Día Mundial de la Salud Mental: "Padecer una enfermedad mental no te hace menos humano"
Como la mayoría de personas con alguna enfermedad mental sabrán, la dignidad es algo que se les da en dosis muy pequeñas, cuando son otros los que toman decisiones por ellos o hacen suposiciones sobre sus facultades mentales.
Por esta razón, este año el Día Mundial de la Salud Mental está centrado en la dignidad para ayudar a acabar con la estigmatización. Nuestros compañeros de Reino Unido han hablado con gente que padece enfermedades mentales para saber qué significa para ellos la dignidad.
1. Amy Smith, 25 años, con depresión
No hay dignidad alguna en la depresión. Ni en los días sin ducharse ni en llorar sin parar por ninguna razón. Con la gente más cercana a ti no te quedan fuerzas para avergonzarte. No podía acordarme de la dignidad.
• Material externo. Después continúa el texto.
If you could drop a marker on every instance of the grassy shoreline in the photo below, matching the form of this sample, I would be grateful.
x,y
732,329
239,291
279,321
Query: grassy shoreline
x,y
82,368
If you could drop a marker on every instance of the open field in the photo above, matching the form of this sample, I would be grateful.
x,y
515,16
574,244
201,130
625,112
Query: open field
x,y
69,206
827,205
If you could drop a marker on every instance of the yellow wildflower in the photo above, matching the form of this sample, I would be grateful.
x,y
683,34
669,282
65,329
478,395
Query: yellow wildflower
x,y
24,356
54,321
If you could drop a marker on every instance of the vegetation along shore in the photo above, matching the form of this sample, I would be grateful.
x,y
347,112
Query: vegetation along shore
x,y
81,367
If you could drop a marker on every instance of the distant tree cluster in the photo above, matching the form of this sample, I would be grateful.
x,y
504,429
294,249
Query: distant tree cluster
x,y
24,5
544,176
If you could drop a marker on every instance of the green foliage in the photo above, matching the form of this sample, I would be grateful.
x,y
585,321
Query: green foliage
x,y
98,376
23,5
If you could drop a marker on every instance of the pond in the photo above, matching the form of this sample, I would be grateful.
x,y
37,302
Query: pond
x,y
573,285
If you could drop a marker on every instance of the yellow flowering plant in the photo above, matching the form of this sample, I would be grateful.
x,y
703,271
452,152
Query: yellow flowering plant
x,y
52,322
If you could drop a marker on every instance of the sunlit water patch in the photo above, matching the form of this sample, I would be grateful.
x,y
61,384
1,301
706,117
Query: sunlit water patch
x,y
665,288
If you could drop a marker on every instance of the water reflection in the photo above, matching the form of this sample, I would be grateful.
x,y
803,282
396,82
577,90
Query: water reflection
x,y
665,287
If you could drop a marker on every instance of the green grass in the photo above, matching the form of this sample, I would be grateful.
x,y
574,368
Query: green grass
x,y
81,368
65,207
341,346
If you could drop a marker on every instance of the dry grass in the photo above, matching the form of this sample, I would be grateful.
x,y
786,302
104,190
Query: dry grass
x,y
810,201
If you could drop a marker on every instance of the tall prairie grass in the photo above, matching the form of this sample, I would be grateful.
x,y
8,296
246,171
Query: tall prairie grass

En otro contexto, esta situación sería humillante, pero en medio de la oscuridad de la depresión no llega a serlo: estás tan ocupada sintiéndote triste, culpable y avergonzada como persona que el aspecto te da igual. Sientes que no eres suficiente.
Pensé que podría mantener algo de dignidad llevándolo en silencio, pero eso fue peor. Me di cuenta de que puede haber dignidad en la sinceridad, en saber y compartir, si puedes, lo que te ha pasado a ti. No tiene por qué ser tu secreto mejor guardado. La dignidad se puede volver a encontrar.
2. Andrew Voyce, 64 años, con esquizofrenia
Que los medios no se refieran a mi enfermedad utilizando palabras ofensivas como loco o psicópata. Eso es lo que significa la dignidad para mí.
3. Ella Robson, 22 años, sufre trastorno de estrés postraumático
Para mí, dignidad significa que los demás me acepten por quien soy, en vez de que me reconozcan únicamente por mi enfermedad mental.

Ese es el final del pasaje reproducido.